The project was founded in 1975 as a national information clearinghouse for grassroots activists involved with urban and rural poverty issues.
In an initial consultation, Jim Morin, who worked with the Canadian News Synthesis publication, proposed a voluntary collective organization for the project and became the first coordinating editor, who focused upon publishing analytical abstracts of the diagnosis and strategies being developed by grassroots activists, in order to circulate their work on a national level to promote networking, learning and collaboration.
The project disseminated information through the newsletter-format Connexions Digest, which received documents and materials from participants across the country, and distilled them into a subject-indexed summary format.

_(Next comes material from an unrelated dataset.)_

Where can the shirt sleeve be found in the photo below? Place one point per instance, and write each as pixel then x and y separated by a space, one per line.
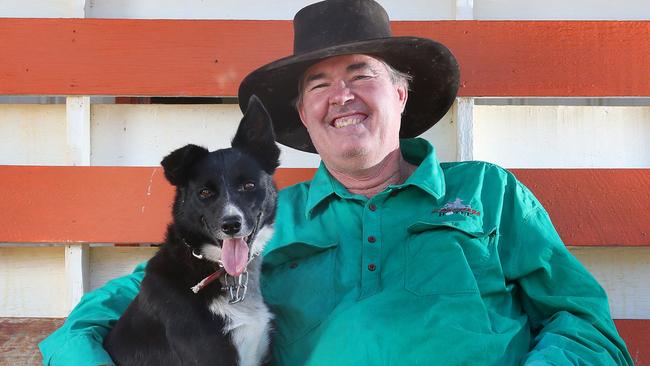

Print-based for the first two decades of its existence, Connexions published more than 4,000 abstracts summarising the content of documents, articles, reports, and books, as well as profiles of organizations and projects, becoming in the process a resource and networking tool for Canadian activists and researchers concerned with social justice issues.
Connexions hosts the complete archive of The Red Menace, a libertarian socialist newsletter published from 1976 to 1980 by the Libertarian Socialist Collective, as well as a partial archive of Seven News, a community newspaper founded by community activists associated with John Sewell, the Toronto alderman who later to become reform mayor of Toronto.
Connexions declares itself opposed to censorship and to all forms of discrimination and oppression based on gender, sexual orientation, ethnicity, or race.
Connexions realizes that the stories of the poor and oppressed differ radically from those of the typical Canadian as portrayed in mainstream culture."